As mentioned in the Companys previous letter to you, we are working from a strategic industry perspective and not a third-party, short-term agenda. We understand what it takes to be successful in this business and the dissident does not. Your current Board has the experience to guide this Company through its next phase strengthening its balance sheet and harvesting the benefits of its larger footprint. We are confident that the strategic direction of debt-reduction combined with increased operating efficiencies is the right path for Mac-Gray in the current financial environment and, more importantly, will deliver outstanding results for you, our shareholders.
We appreciate your continued support. We remain committed to a long-term strategy that will benefit ALL shareholders in the years ahead.
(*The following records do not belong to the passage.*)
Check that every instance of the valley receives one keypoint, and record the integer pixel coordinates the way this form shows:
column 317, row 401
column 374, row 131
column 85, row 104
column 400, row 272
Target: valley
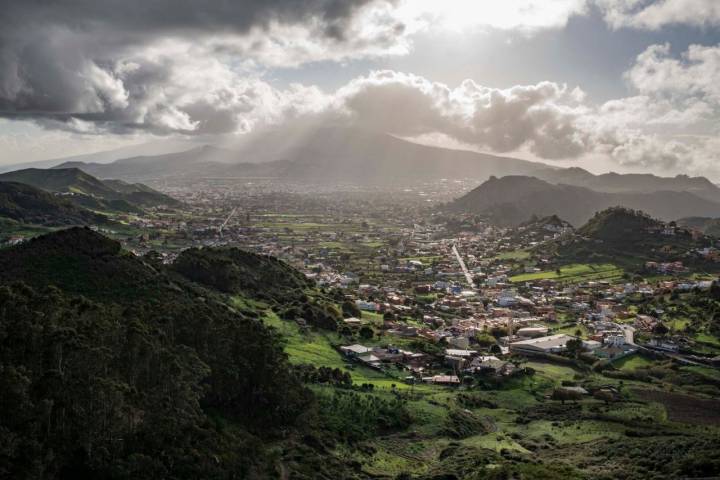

YOUR VOTE IS IMPORTANT; PROTECT YOUR INVESTMENT IN MAC-GRAY
The 2009 Annual Meeting of Stockholders is scheduled for Friday, May 8, which is less than a month away. Please protect your interests by voting. We want each of our shareholders to play a role in shaping the future of your Company and your vote matters to us. Please sign, date and return the enclosed WHITE proxy card today! If you have any questions or need any assistance voting your shares, please contact MacKenzie Partners, which is assisting the Company in this matter, toll-free at (800) 322-2885 or firstname.lastname@example.org.
In connection with the solicitation of proxies, on April 3, 2009, Mac-Gray Corporation filed a definitive proxy statement with the Securities and Exchange Commission (the SEC) in connection with the Companys 2009 Annual Meeting. MAC-GRAYS STOCKHOLDERS ARE STRONGLY ADVISED TO READ THE DEFINITIVE PROXY MATERIALS AND ANY OTHER RELEVANT SOLICITATION MATERIALS FILED BY MAC-GRAY WITH THE SEC BEFORE MAKING ANY VOTING OR INVESTMENT DECISION BECAUSE THESE DOCUMENTS CONTAIN IMPORTANT INFORMATION. The Companys proxy statement and any other materials filed by the Company with the SEC can be obtained free of charge at the SECs web site at www.sec.gov. The Companys definitive proxy materials are also available for free from Mac-Gray Corporation at http://www.macgray.com/proxy, by writing to Mac-Gray Corporation, 404 Wyman Street, Suite 400, Waltham, MA 02451, Attention: Secretary, Linda A. Serafini, or by contacting MacKenzie Partners, Inc., by toll-free telephone at 800-322-2885 or by e-mail at email@example.com. The contents of the websites referenced above are not deemed to be incorporated by reference into the proxy statement.
Mac-Gray Corporation and its directors, nominees and executive officers may be deemed to be participants in the solicitation of proxies from the stockholders of Mac-Gray in connection with the Companys 2009 Annual Meeting of Stockholders. Information concerning the interests of participants in the solicitation of proxies is included in the definitive proxy statement filed by Mac-Gray with the SEC on April 3, 2009 in connection with its 2009 Annual Meeting of Stockholders.